I'm looking for some Mahler (Gustav, I guess...) Quite frankly, it should be as Rachmaninoff-y as possible  just kidding 

thanks for suggestions


----------



## Rachovsky (Jan 5, 2008)

Sir Georg Solti!!!

http://www.amazon.com/Mahler-Symphonies-Chicago-Symphony-Orchestra/dp/B0000041Z6

Costs 20$ less on iTunes.


----------



## World Violist (May 31, 2007)

Bernstein is the other great Mahler recording out there (except for the Fifth; get someone else's Fifth).

Or, if you have the dough... get both Bernstein's and Solti's sets. Either way, though, you'll not be disappointed.


----------



## trojan-rabbit (Nov 27, 2007)

Thanks for opinions everyone!

Any particular songs?

Thanks!


----------



## SamGuss (Apr 14, 2008)

I like all of his symphonies that I have heard so far from him. My personal favorites would be #2 and #5.

Give these and other a check over at YouTube and then go from there. Here are some good links for the Mahler enthusiast as well:

http://www.andante.com/profiles/Mahler/mahlerintro.cfm#INTRODUCTION

http://www.mahlerarchives.net/archives.html

And one of my personal favorites:

http://www.musicweb-international.com/Mahler/index.html

Hope this helps!

Sam


----------



## World Violist (May 31, 2007)

I think it's rather unanimous (among us three that have posted here, that is) that the best introduction to Mahler would be through the Second Symphony.

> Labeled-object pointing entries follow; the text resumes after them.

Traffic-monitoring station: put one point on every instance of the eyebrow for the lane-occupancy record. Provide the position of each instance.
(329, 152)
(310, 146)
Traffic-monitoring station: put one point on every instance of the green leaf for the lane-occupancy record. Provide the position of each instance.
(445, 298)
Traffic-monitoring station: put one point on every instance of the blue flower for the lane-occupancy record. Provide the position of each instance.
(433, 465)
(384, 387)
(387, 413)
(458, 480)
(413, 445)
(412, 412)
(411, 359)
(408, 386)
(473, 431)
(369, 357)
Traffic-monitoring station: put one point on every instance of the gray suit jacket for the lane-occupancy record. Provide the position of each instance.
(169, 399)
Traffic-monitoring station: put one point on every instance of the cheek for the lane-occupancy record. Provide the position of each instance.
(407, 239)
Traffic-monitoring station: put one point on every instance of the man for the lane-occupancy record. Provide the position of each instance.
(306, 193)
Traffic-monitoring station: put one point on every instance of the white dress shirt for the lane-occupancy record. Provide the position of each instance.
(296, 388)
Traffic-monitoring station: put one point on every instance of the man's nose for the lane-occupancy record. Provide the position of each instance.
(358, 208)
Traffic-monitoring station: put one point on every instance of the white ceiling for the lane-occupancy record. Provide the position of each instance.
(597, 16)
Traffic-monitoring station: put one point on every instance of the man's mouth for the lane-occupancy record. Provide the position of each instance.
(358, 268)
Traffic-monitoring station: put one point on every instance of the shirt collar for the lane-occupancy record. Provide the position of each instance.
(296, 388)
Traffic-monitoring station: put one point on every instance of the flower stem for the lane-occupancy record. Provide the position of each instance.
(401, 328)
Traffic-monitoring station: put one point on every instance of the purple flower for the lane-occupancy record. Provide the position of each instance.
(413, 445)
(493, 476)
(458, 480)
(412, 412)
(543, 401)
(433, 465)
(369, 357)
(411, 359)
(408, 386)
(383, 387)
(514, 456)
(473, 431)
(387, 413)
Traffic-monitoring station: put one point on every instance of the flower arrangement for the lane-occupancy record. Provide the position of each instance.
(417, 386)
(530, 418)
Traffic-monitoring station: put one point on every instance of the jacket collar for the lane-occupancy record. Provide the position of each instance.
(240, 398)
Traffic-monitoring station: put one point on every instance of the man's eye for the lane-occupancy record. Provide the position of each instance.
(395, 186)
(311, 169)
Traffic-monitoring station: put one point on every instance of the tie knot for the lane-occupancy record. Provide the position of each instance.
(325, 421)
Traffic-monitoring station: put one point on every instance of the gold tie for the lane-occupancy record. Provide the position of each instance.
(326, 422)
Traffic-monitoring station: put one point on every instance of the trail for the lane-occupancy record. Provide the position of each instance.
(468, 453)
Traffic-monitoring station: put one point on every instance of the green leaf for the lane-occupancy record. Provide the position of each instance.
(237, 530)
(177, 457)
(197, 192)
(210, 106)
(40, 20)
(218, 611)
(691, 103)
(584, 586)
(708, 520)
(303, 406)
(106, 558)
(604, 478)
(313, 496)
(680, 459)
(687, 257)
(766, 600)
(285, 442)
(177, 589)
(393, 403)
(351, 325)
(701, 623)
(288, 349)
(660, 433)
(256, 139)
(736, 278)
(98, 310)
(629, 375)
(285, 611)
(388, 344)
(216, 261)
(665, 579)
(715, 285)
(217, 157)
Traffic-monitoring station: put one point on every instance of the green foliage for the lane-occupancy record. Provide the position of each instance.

The Sixth is very, very good as well, very tight and suspenseful throughout the whole symphony. The Second, though, represents practically every hallmark of Mahler's style in some form or another, so I highly recommend that one.

And then the conductor of Mahler is a different matter entirely. The conductor can very easily make or break Mahler (so much harder to "make" than with some other composers), so you should really only go for the very best conductors; none of these random "big-box" things will be worth it (trust me: a friend fell into one of those and he hates his CD of Mahler's Second). Bernstein, Solti, Walter (he was very close to Mahler himself, so naturally the recordings are a little old), are all very notable Mahler conductors, with Tilson Thomas coming right behind with his SACD set in the works (the Eighth is due out in 2009, the final recording of the set!).

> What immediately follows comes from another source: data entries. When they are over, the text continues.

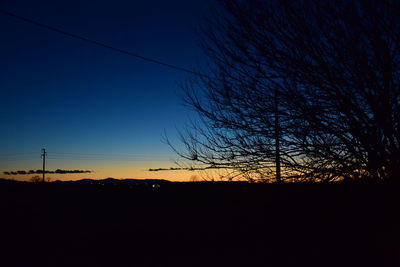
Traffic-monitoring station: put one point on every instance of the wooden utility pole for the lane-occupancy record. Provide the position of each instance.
(277, 137)
(44, 153)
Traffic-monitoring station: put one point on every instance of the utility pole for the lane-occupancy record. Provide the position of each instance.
(43, 156)
(277, 137)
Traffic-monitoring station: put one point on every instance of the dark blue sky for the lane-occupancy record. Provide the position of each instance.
(74, 97)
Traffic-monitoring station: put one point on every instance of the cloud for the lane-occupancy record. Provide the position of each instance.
(58, 171)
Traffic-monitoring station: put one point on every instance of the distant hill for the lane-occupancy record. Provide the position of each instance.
(106, 181)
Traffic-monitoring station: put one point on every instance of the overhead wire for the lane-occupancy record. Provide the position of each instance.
(85, 39)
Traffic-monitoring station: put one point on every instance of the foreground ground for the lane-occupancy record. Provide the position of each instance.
(200, 224)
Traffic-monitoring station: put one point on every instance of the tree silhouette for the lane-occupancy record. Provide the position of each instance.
(309, 85)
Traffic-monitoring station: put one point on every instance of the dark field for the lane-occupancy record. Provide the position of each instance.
(200, 224)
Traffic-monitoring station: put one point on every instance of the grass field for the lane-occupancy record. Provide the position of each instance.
(200, 224)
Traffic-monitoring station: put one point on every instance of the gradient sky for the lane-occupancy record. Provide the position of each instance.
(90, 107)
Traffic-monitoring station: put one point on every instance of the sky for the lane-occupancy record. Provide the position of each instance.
(92, 108)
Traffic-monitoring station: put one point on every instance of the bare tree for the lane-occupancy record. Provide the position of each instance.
(309, 85)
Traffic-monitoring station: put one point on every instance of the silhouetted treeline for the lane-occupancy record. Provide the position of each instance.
(304, 90)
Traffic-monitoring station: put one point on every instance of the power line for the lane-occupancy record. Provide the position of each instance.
(79, 37)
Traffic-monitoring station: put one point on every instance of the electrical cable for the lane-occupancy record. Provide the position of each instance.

So basically, if there's any one composer you MUST be picky about, it is Mahler. If you are not very picky, you'll have an ever-increasing hole in your wallet. That's it.

-WV


----------



## trojan-rabbit (Nov 27, 2007)

Thanks!

I'll try the Second


----------



## Badinerie (May 3, 2008)

Then try Barbirolli's 5th!


----------



## islandersbob (May 30, 2008)

Abbado 1st with the BPO

the first movement starts out rather softly, almost too softly to be heard, but it picks up and the 2-4 movements are absolute magic


----------



## World Violist (May 31, 2007)

As I recall, Boulez's rendition of Mahler's First is particularly nice as well!


----------